Bırakın tarafsız olmayı, haktan yana olan bir sanatçının Binali beyin hakkını teslim etmesi ve saygı duyması gerekmez mi? Sonra sanatçı millet arasında ayırımcılık yapar mı? % 50 oy almış bir partiyi dışlayıcı, ötekileştirici sözler eder mi? Onların bütün milletin sevgisini kazanmaları gerekmez mi?
Ama bizimkiler ne yapmışlar? Çıkıp bu hizmet makinesi şahsın aleyhine bulunmuşlar. Aklın durduğu yer burası herhalde.
İnsanın önce şaşmaması, sonra üzülmemesi elde değil.
******
Peki, o Galatasaray Divan başkanı garip zata ne demeli?

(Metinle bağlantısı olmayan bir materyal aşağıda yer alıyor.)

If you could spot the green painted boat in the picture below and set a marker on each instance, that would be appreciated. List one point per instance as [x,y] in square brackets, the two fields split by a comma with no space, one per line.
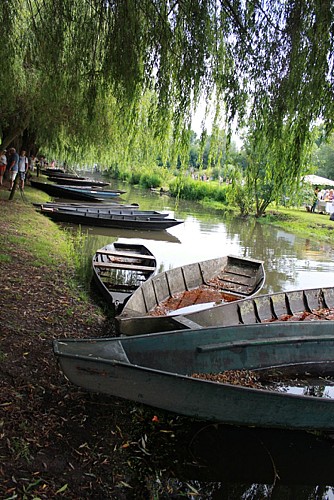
[200,286]
[160,370]
[294,305]
[119,269]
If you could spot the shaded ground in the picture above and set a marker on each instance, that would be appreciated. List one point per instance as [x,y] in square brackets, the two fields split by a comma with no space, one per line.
[56,440]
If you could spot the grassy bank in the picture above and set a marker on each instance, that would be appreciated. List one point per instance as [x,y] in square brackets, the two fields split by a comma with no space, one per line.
[58,441]
[309,225]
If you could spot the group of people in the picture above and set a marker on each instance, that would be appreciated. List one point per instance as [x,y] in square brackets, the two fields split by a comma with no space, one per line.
[13,164]
[321,195]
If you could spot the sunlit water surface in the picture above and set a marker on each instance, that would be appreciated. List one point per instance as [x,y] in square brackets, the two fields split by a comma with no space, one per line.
[234,462]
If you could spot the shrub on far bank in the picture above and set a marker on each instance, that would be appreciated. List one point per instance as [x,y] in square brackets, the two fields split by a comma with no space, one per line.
[190,189]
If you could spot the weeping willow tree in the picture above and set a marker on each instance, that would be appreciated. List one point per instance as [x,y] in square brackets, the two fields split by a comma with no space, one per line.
[79,70]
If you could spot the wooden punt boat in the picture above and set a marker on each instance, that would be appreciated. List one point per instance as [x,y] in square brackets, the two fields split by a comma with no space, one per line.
[53,171]
[179,372]
[81,205]
[76,181]
[93,191]
[119,269]
[110,220]
[201,285]
[312,304]
[58,175]
[62,192]
[115,210]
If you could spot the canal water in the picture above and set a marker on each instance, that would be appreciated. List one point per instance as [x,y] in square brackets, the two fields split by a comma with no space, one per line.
[217,461]
[290,262]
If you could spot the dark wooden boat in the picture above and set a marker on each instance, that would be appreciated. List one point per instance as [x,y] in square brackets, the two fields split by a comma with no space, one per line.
[200,286]
[61,174]
[95,191]
[90,205]
[312,304]
[179,372]
[52,171]
[110,220]
[76,181]
[115,210]
[62,192]
[119,269]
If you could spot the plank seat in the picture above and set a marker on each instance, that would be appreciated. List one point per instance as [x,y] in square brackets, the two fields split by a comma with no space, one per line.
[116,265]
[118,253]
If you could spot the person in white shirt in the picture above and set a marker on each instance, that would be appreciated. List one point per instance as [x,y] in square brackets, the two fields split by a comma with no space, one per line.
[23,167]
[3,164]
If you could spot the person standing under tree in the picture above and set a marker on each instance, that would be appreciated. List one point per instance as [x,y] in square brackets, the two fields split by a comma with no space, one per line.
[23,167]
[3,164]
[13,166]
[315,199]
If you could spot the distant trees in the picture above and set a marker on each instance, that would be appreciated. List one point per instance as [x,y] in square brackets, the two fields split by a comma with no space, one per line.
[90,79]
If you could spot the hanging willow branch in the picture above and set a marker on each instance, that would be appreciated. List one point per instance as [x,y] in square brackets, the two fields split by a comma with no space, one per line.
[270,61]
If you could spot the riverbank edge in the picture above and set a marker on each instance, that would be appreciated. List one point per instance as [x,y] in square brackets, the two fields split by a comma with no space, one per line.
[59,442]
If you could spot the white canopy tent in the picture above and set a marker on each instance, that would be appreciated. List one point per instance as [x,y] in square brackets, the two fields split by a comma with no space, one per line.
[317,180]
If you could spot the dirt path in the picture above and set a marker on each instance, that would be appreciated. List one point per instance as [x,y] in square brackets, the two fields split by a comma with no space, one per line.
[56,440]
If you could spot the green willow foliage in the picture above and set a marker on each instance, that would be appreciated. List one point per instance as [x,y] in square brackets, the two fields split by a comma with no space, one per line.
[81,71]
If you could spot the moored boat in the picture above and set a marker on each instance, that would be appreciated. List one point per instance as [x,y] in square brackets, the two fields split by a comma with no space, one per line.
[62,192]
[119,269]
[97,192]
[208,374]
[133,222]
[200,286]
[102,209]
[314,304]
[76,181]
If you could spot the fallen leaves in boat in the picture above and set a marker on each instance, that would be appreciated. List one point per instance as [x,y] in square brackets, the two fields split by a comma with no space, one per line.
[272,380]
[314,315]
[246,378]
[201,295]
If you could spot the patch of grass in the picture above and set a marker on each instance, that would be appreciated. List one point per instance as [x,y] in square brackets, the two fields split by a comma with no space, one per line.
[5,258]
[302,223]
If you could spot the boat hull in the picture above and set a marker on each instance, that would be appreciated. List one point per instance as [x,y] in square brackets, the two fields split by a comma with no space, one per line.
[109,220]
[119,268]
[296,305]
[58,191]
[158,369]
[238,278]
[79,181]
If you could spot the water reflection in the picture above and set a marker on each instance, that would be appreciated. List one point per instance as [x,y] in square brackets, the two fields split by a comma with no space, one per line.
[262,463]
[227,462]
[290,262]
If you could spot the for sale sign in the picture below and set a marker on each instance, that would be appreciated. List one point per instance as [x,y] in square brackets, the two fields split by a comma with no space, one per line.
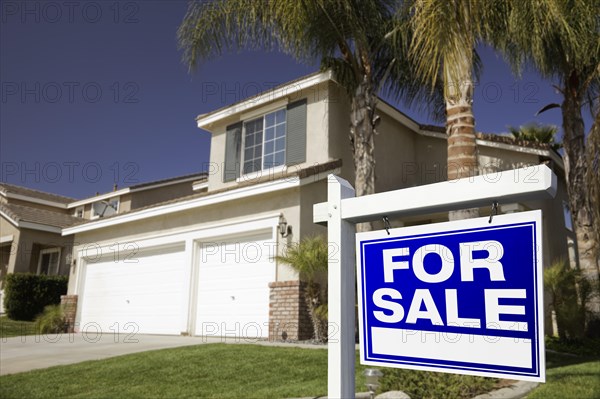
[459,297]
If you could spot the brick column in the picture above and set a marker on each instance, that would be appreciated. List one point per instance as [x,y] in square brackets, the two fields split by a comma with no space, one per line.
[288,315]
[69,305]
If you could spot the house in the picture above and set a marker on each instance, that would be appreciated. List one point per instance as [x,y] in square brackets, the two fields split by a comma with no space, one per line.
[31,221]
[203,264]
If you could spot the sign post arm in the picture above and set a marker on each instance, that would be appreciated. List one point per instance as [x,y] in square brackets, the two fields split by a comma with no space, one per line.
[341,272]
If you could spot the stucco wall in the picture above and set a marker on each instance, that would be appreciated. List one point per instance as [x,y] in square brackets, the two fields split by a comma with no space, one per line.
[143,198]
[29,243]
[36,205]
[8,229]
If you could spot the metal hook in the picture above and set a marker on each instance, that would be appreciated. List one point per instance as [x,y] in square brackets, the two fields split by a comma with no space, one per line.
[386,224]
[494,210]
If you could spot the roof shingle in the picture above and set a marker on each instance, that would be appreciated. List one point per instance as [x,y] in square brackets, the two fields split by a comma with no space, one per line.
[20,213]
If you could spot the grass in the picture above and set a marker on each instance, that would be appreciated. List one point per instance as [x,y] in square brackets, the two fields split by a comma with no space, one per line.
[11,328]
[253,371]
[215,371]
[569,377]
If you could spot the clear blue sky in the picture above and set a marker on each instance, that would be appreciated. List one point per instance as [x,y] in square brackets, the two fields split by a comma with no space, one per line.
[93,93]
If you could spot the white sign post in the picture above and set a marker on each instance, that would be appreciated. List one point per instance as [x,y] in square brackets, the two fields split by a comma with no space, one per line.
[343,210]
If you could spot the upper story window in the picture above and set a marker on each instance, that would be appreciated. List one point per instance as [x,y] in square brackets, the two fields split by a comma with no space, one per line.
[275,139]
[104,208]
[264,142]
[49,261]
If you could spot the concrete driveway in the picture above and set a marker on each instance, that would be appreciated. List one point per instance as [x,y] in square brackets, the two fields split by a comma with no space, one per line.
[32,352]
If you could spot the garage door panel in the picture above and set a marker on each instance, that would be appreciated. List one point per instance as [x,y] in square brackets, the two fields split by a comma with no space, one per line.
[149,293]
[233,289]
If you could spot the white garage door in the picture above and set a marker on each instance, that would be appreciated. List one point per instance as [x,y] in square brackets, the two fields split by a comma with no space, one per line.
[147,296]
[233,286]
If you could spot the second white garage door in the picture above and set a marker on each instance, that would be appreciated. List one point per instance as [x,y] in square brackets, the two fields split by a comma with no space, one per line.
[144,292]
[233,286]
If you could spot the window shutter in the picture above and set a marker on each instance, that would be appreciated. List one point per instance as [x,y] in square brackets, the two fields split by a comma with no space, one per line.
[233,144]
[295,147]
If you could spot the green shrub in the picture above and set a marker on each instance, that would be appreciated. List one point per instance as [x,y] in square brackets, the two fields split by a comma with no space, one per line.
[26,295]
[429,385]
[588,347]
[571,292]
[51,320]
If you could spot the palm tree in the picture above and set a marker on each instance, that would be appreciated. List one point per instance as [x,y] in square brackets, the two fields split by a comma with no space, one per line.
[309,258]
[592,180]
[350,37]
[445,34]
[561,38]
[536,133]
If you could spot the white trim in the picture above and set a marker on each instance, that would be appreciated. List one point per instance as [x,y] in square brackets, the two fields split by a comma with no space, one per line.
[240,193]
[206,120]
[100,197]
[398,116]
[260,173]
[251,226]
[517,148]
[129,190]
[524,184]
[199,186]
[197,232]
[28,198]
[82,208]
[11,220]
[429,133]
[256,174]
[414,126]
[5,239]
[164,184]
[40,227]
[93,212]
[267,109]
[49,251]
[31,225]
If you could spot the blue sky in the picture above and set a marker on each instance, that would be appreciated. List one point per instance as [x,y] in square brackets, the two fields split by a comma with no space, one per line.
[93,93]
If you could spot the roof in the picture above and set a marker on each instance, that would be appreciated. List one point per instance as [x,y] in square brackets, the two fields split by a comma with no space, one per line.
[6,188]
[197,176]
[286,89]
[291,173]
[20,213]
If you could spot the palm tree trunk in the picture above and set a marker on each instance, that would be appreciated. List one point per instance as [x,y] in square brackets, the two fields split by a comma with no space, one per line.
[460,129]
[363,122]
[575,168]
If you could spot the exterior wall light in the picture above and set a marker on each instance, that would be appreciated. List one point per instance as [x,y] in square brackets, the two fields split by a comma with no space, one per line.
[372,380]
[284,229]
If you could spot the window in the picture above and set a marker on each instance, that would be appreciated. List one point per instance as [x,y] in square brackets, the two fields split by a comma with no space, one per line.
[78,212]
[264,142]
[273,140]
[105,208]
[49,261]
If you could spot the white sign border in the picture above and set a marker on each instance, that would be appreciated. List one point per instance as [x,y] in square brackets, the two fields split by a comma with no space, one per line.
[534,216]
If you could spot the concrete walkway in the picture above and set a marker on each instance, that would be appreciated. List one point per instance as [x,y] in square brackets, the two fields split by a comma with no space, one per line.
[32,352]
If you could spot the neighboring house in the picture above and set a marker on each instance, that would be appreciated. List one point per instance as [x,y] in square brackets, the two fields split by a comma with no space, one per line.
[31,221]
[203,264]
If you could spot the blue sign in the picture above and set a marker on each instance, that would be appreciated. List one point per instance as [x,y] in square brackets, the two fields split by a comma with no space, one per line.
[459,297]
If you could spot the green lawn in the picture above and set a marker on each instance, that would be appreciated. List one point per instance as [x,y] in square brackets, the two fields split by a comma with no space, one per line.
[569,377]
[203,371]
[11,328]
[253,371]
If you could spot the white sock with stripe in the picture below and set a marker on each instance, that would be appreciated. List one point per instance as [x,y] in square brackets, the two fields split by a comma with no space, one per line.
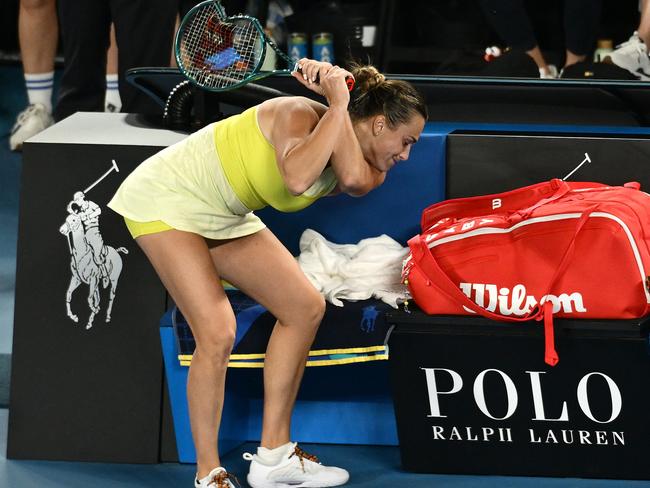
[112,102]
[39,88]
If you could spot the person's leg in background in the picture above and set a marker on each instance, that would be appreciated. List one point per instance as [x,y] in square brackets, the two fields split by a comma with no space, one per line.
[112,101]
[632,55]
[142,29]
[38,34]
[511,22]
[85,29]
[581,22]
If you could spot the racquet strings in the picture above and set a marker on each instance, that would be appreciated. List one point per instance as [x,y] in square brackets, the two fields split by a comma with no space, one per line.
[218,52]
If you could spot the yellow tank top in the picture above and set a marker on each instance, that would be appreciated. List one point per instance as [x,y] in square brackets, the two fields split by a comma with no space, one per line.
[250,166]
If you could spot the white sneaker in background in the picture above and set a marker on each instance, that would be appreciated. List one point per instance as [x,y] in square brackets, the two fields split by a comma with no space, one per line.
[218,478]
[632,55]
[30,122]
[548,73]
[295,470]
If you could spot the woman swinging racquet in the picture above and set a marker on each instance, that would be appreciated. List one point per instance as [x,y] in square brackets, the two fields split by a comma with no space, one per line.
[189,207]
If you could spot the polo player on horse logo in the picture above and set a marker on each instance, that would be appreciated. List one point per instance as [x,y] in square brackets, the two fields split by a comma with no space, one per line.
[92,262]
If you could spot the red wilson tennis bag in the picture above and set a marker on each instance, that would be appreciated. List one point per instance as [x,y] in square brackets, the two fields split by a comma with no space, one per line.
[578,250]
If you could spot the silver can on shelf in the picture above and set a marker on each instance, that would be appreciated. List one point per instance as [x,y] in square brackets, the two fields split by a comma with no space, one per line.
[322,45]
[297,46]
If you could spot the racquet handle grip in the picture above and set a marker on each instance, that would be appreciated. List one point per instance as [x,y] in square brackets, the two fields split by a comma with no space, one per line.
[349,81]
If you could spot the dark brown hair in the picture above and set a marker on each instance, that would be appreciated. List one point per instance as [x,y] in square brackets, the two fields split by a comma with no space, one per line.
[374,95]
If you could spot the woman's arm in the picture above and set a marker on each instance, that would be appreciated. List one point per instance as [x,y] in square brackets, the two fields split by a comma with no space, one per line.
[304,139]
[355,176]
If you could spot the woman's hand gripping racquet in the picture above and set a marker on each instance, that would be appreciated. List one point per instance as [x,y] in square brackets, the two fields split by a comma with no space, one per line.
[220,53]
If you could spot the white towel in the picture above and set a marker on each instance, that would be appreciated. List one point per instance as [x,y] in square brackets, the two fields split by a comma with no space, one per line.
[371,268]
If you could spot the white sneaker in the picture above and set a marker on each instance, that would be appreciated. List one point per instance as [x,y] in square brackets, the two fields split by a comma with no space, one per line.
[30,122]
[550,73]
[296,470]
[632,55]
[218,478]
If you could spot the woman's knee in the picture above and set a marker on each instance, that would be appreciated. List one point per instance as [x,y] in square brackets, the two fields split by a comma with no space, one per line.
[312,309]
[214,336]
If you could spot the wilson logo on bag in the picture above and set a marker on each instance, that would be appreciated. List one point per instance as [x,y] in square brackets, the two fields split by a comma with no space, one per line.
[578,250]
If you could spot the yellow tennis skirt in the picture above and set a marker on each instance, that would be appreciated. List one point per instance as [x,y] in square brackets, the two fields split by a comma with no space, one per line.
[183,187]
[138,229]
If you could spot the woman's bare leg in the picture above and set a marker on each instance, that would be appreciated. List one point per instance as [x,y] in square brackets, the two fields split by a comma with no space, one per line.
[263,268]
[183,263]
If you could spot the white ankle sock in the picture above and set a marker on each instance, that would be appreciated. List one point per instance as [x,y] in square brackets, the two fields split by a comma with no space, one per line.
[271,457]
[112,102]
[212,473]
[39,88]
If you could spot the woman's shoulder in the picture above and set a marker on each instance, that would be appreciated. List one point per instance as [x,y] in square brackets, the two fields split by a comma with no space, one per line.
[295,111]
[294,105]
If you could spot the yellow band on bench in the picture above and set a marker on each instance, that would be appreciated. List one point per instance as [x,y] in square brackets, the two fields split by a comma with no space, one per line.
[138,229]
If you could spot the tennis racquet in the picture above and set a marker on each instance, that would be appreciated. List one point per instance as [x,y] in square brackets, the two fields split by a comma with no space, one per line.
[220,53]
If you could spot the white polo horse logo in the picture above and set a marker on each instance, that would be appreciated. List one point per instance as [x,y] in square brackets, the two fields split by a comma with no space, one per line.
[92,262]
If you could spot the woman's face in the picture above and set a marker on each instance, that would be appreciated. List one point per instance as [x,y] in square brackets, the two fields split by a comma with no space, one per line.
[384,147]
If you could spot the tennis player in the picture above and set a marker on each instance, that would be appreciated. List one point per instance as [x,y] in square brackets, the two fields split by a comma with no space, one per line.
[190,208]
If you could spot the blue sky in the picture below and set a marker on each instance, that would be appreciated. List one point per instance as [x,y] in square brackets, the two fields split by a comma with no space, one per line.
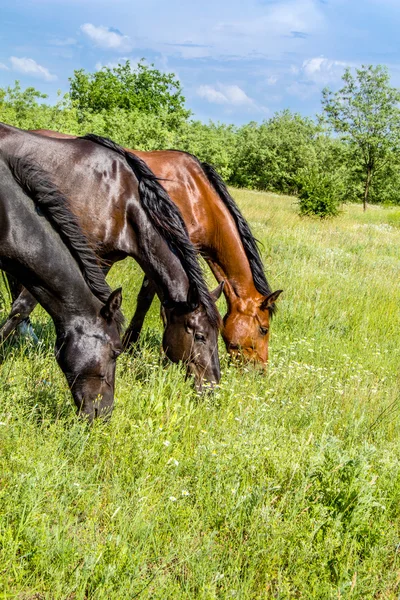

Sanki siyaset dehası veya kendini ülkeyi kurtaran sahte kahraman zanneden zavallı. “İmamoğlu’nun dediği gibi her şey güzel olacak”mış.
Kulağından tutup herkesi sandığa getirmeliymiş. Esasında ise bu zavallıyı kulağından tutup konuştuğu kürsüden atmalı.
Ona soruyorum: Binali Yıldırım beyin ne hatasını gördün be akıl fukarası? Onun yapamayacağı ve İmamoğlu’nun muktedir olacağı ne hizmet var?
Türkiye gerçekten kritik günlerden geçiyor. Rabbim sen bizim aklımızı, vicdanımızı, sağduyumuzu koru…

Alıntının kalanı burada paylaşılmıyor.